Auch auf dem afrikanischen Kontinent steigt die Zahl der Ansteckungen. In ganz Afrika gibt es mittlerweile mehr als eine Million Corona-Fälle. Expertinnen und Experten gehen davon aus, dass es noch mehr sind. Denn viele Menschen werden gar nicht getestet und so auch nicht mitgezählt.

Temperaturmessung bei einem Schüler in Südafrika.
Temperaturmessung bei einem Schüler in Südafrika
Quelle: Denis Farrell/AP/dpa/Archivbild

Ein Problem in ärmeren Gegenden

In manchen Ländern in Afrika gibt es Regionen, in denen viele Menschen sehr arm sind. Dort gibt es zum Teil nicht einmal fließendes Wasser und Seife. Außerdem leben die Familien eng aneinander. So ist es schwierig, sich vor dem Coronavirus zu schützen und immer mehr Menschen stecken sich an.

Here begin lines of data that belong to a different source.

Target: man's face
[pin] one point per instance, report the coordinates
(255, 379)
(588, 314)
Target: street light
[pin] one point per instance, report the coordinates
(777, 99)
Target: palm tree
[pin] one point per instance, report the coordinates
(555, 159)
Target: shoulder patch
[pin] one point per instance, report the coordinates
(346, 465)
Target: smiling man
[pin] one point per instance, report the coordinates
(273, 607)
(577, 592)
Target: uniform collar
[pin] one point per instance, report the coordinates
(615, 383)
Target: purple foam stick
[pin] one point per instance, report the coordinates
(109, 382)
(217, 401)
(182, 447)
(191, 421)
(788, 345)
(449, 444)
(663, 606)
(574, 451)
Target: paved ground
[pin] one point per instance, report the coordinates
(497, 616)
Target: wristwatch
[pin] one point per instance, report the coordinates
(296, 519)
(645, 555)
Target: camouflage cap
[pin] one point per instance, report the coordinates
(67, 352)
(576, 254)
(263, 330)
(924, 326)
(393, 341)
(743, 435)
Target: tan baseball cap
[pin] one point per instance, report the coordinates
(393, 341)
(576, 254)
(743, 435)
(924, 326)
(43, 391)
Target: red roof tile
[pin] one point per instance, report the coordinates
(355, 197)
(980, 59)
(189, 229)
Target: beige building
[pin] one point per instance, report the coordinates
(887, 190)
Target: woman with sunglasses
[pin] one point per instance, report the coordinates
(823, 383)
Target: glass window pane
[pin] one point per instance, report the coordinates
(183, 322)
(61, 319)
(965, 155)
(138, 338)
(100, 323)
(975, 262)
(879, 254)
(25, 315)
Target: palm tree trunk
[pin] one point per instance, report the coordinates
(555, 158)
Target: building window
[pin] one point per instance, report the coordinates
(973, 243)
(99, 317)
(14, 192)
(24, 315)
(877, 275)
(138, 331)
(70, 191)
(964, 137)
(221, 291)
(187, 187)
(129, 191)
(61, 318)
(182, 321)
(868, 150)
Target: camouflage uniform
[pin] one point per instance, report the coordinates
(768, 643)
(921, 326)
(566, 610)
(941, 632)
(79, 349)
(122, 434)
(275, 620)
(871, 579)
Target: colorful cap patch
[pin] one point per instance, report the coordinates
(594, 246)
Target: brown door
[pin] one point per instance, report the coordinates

Vor allem Südafrika ist betroffen

Vor allem das Land Südafrika ist mit bisher etwa 580.000 Corona-Fällen betroffen. Dort werden allerdings auch mehr Tests gemacht als in vielen anderen Ländern. Obwohl Südafrika recht weit entwickelt und modern ist, sind Krankenhäuser überfüllt und Corona-Patienten können nicht richtig behandelt werden.

Auch die Länder Ägypten und Nigeria sind besonders betroffen.

Sorge um die Wirtschaft

Dazu kommt eine große Sorge um die Wirtschaft vieler afrikanischer Länder. Viele Menschen haben zum Beispiel ihren Job verloren. In Ländern wie Südafrika oder Ägypten waren vor der Corona-Krise außerdem viele Urlauberinnen und Urlauber. Viele Hotels oder Restaurants bleiben leer und die Betreiber nehmen kaum noch Geld ein.

Viele Menschen in Afrika hoffen, dass die Zahl der Ansteckung bald nicht mehr so schnell steigt und sich die Sitation in vielen Ländern entspannt.

Schülerinnen und Schüler stehen in eingezeichneten Quadraten in der Schule
In dieser Schule in Südafrika gilt: Abstand halten!